It is possible, on the Welsh borders where I spent the Queen's jubilee, to believe that something of the old England remains.
Only the advantages, not the depredations, of the 20th century are evident there: the food, for example, that would have been unutterably vile at the beginning of the reign has improved out of all recognition.
There are practically no modern buildings for miles around, constructed by those staggeringly brutal and incompetent British architects of the second half of the 20th century who have left little else in the country untouched, and touched nothing that they did not ruin.
In the 60 years of the Queen's reign they have sown nothing but ugliness through the land; and only in this benighted reign would it have occurred to anyone to demolish 18th-century Bath, as it occurred to the city's council, to replace it with Novosibirsk-on-Avon.
Fortunately, the council was stopped by public protest after "only" 4000 18th-century buildings had been pulled down.
The physical ugliness perpetrated almost everywhere has been fully matched by an ugliness of soul and society that is so obvious to visitors to our shores.
At the start of the reign whose 60th anniversary we "celebrate", Britain was one of the best-ordered societies in western Europe. Now, 60 years later, it is easily the most crime-ridden.
Unpleasant social disorder is everywhere; in many places, a virtual dusk-to-dawn curfew has been imposed on old people by the drunken disorder that appals and disgusts foreigners.
Our police, once a model to the world, increasingly resemble an alien occupying army, or fascist militia, festooned with all the apparatus of repression, who inspire fear mainly in the innocent, and who are bullying yet ineffectual.
The state of the country is parlous in more ways than one. Large areas, once industrial, resemble the Soviet Union with takeaway pizza. The only "private" enterprise consists of retail chains that recycle government subventions to the unemployed. The middle class in such areas is composed almost entirely of public employees and professionals who cater to the social problems created by mass unemployment.
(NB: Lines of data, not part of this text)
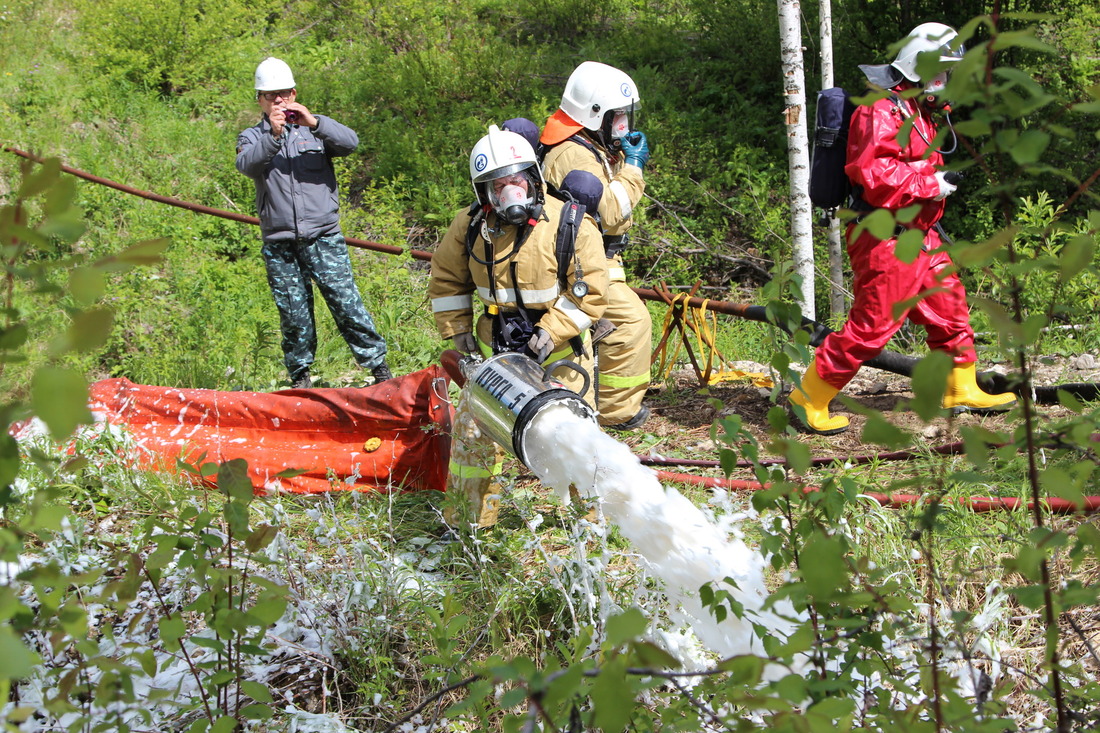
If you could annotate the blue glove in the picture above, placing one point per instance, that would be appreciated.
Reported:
(636, 149)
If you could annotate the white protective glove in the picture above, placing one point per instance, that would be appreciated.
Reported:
(946, 187)
(540, 345)
(465, 342)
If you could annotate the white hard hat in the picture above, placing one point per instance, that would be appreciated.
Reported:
(593, 89)
(926, 37)
(273, 75)
(502, 153)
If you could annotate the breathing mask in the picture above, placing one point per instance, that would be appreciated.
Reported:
(512, 198)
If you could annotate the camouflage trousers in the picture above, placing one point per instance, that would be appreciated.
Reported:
(293, 265)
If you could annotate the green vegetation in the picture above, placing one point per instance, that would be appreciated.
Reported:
(132, 601)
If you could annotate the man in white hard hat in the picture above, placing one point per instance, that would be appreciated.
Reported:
(593, 130)
(288, 155)
(892, 171)
(505, 251)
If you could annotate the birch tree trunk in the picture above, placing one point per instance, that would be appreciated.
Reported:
(836, 301)
(798, 150)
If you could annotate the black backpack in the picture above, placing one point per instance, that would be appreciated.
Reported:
(829, 186)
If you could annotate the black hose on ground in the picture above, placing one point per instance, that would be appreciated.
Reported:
(899, 363)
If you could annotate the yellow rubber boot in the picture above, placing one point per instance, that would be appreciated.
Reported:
(813, 397)
(964, 395)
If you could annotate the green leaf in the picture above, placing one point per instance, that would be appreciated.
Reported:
(256, 712)
(223, 724)
(237, 516)
(1030, 148)
(88, 331)
(87, 285)
(652, 656)
(1076, 255)
(513, 698)
(612, 697)
(792, 688)
(980, 253)
(41, 178)
(9, 459)
(19, 662)
(147, 658)
(255, 690)
(1089, 535)
(233, 480)
(268, 611)
(172, 631)
(1030, 597)
(12, 337)
(745, 670)
(625, 626)
(930, 382)
(59, 396)
(261, 537)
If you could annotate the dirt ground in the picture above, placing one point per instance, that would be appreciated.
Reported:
(682, 411)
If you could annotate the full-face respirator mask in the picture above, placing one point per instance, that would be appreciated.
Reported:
(514, 200)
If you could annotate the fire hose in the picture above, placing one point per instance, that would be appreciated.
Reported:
(897, 501)
(887, 361)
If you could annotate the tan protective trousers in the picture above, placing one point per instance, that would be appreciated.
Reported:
(625, 353)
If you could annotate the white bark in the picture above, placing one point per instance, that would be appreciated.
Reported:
(798, 149)
(836, 302)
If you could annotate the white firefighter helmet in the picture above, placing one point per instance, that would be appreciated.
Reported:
(502, 153)
(594, 89)
(273, 75)
(927, 37)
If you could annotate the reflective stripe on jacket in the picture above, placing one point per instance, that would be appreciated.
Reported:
(455, 277)
(623, 184)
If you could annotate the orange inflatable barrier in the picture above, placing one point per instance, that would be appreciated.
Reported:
(391, 436)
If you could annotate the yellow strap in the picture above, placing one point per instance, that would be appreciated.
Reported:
(666, 331)
(706, 331)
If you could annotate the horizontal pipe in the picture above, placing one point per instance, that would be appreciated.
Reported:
(897, 501)
(198, 208)
(888, 361)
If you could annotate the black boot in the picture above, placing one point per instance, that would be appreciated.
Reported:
(381, 373)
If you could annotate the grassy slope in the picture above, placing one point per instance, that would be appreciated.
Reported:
(207, 308)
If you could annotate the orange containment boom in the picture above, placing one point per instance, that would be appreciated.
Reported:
(391, 436)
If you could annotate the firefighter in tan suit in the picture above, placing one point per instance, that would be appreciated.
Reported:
(592, 131)
(504, 251)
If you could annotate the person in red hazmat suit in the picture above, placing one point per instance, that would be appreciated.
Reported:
(503, 251)
(892, 168)
(593, 130)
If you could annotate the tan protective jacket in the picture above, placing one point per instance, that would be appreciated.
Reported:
(455, 276)
(623, 184)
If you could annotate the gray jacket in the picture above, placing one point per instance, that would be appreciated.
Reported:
(296, 185)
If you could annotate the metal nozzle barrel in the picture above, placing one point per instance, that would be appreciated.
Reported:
(505, 393)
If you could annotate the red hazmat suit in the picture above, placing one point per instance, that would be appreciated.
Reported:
(893, 176)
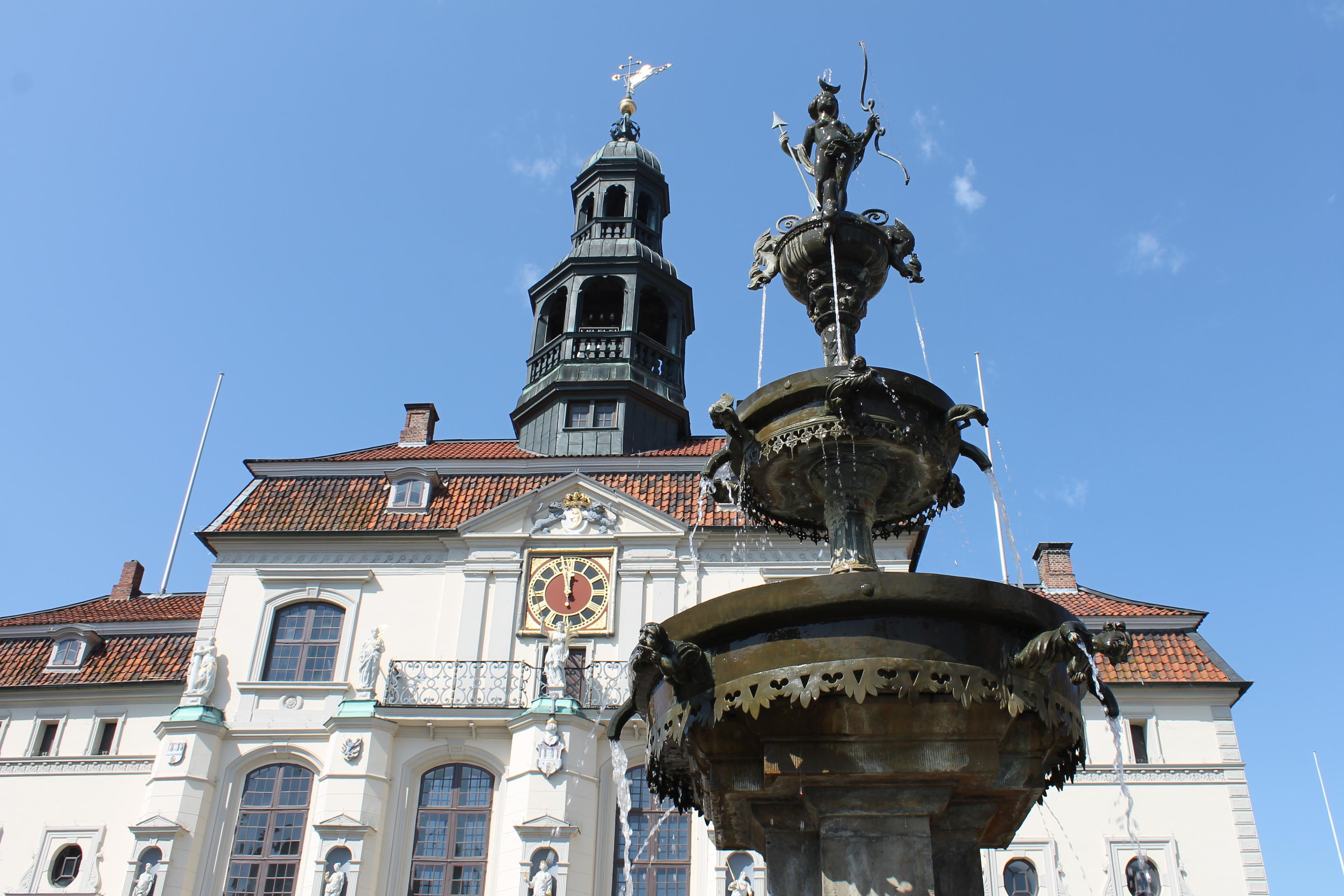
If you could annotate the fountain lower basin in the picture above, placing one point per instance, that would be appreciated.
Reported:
(863, 731)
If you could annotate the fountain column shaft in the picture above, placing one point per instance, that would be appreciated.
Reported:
(850, 491)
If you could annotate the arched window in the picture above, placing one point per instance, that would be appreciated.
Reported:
(613, 202)
(451, 832)
(271, 832)
(601, 304)
(1021, 878)
(1142, 878)
(304, 643)
(654, 317)
(65, 867)
(411, 493)
(552, 320)
(148, 863)
(646, 210)
(660, 844)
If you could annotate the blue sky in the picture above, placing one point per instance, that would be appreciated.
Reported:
(1132, 211)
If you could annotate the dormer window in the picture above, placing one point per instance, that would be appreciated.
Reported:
(70, 649)
(411, 489)
(409, 493)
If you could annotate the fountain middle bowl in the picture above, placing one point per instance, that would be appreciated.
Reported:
(888, 440)
(866, 695)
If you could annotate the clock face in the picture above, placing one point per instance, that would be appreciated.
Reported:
(568, 589)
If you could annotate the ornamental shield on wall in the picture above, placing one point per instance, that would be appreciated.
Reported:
(549, 750)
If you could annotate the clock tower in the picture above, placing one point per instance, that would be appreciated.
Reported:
(611, 320)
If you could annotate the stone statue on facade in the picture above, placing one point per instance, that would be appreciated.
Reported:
(370, 660)
(544, 882)
(335, 883)
(201, 676)
(555, 657)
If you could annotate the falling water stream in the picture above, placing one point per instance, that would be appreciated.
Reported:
(1003, 512)
(620, 765)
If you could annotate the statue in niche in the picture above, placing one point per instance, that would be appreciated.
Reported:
(370, 660)
(544, 882)
(201, 678)
(557, 655)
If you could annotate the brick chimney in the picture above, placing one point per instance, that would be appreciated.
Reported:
(1056, 566)
(130, 585)
(420, 425)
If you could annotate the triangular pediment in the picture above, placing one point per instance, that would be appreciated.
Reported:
(544, 515)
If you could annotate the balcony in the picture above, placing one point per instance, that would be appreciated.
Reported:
(620, 229)
(499, 684)
(589, 346)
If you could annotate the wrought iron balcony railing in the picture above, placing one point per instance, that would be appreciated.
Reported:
(588, 346)
(499, 684)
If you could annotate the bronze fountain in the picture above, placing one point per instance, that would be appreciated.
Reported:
(867, 731)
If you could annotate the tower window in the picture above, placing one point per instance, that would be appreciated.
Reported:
(654, 317)
(65, 868)
(107, 738)
(613, 202)
(1021, 879)
(48, 739)
(1142, 878)
(1139, 739)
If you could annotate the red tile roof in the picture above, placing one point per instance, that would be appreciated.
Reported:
(140, 609)
(358, 504)
(1164, 657)
(120, 660)
(444, 450)
(496, 450)
(1091, 604)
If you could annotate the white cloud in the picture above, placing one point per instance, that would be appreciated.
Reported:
(1072, 493)
(928, 146)
(1148, 253)
(964, 192)
(542, 168)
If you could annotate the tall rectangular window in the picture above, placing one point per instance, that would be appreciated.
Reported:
(107, 738)
(1139, 738)
(48, 739)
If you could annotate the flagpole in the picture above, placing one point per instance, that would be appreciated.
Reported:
(191, 483)
(1328, 813)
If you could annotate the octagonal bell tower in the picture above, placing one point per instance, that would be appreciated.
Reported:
(611, 320)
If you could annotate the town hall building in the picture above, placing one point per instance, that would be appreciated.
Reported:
(357, 706)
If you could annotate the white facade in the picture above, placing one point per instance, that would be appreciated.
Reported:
(175, 784)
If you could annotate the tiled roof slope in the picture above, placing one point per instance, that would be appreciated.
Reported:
(120, 660)
(1093, 604)
(139, 609)
(1166, 657)
(358, 503)
(496, 450)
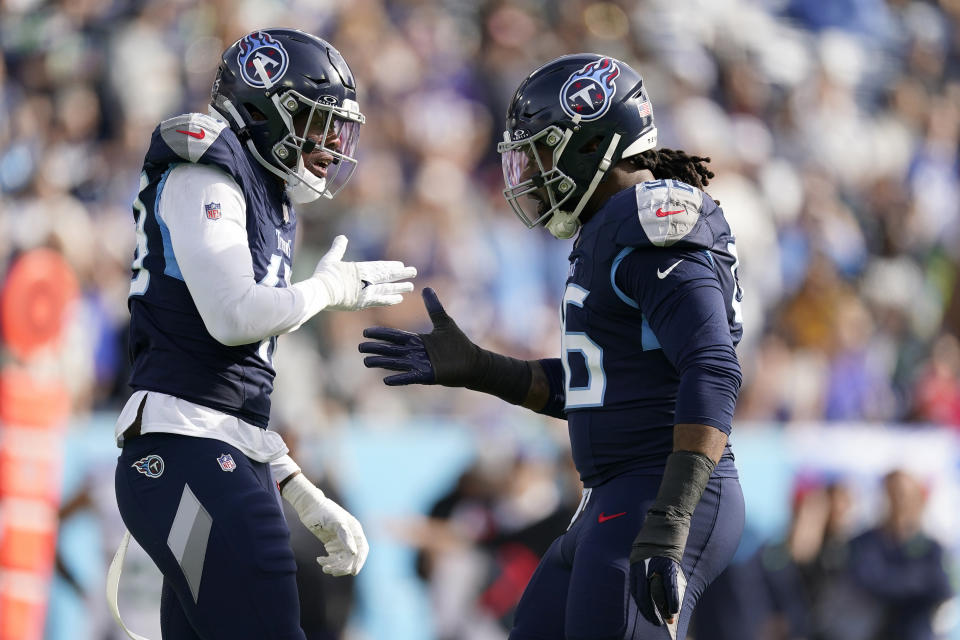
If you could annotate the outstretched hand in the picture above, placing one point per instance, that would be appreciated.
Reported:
(445, 356)
(658, 586)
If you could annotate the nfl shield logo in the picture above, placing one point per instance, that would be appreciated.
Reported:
(226, 462)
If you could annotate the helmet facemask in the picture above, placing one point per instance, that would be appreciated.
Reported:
(535, 186)
(329, 130)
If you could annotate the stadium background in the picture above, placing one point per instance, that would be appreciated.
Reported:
(833, 126)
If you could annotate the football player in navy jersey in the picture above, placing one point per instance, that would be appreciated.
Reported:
(197, 479)
(648, 375)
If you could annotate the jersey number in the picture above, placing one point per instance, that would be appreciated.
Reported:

Even at the height of the so-called boom, in 2006, there were 2.9 million people claiming to be so ill that they could not work at all. And thus the British benefit system performed the miracle of causing more invalids than World War I. For years British social and economic policy has been to suck in large amounts of unskilled foreign labour while maintaining high levels of indigenous unemployment.
Thanks to the state-funded and encouraged destruction of the family, at least a fifth of children in Britain eat a meal with another member of their household less often than once a week.
This elementary but important form of socialisation is therefore lost to them; and it is hardly surprising that many grow up into profoundly unsocial beings of whom others are afraid. A population has emerged that is the most charmless in the world.
Britain is economically on a knife edge. Its per-capita private debt is among the highest, if not the highest, in the world. It has a huge commercial deficit. Its budget deficit is among the highest in the world. Its government faces an insoluble dilemma: public spending is so large a part of the economy that if it is cut back, demand in the whole economy contracts severely; but if it is not, there is a debt crisis.
Any cuts, of course, will be certain to fall on those most in need: the state, after all, has its nomenklatura to protect. For the moment, only the crisis in Europe keeps Britain out of the headlights of the financial markets.
At the start of the Queen's reign, Britain led in more than one field. It invented the nuclear energy industry, for example; but now, if it wants to build nuclear power stations, it has to apply for assistance from foreign countries. This is despite the fact it spends five times as much per capita on education as it did at the beginning of the reign. Spend more, achieve less: that has been the motto that has guided successive British governments.
The country has become deeply corrupt, but in a typically British way -- that is to say, hypocritical and underhand, rather than worldly and cynical, Pecksniff rather than Talleyrand.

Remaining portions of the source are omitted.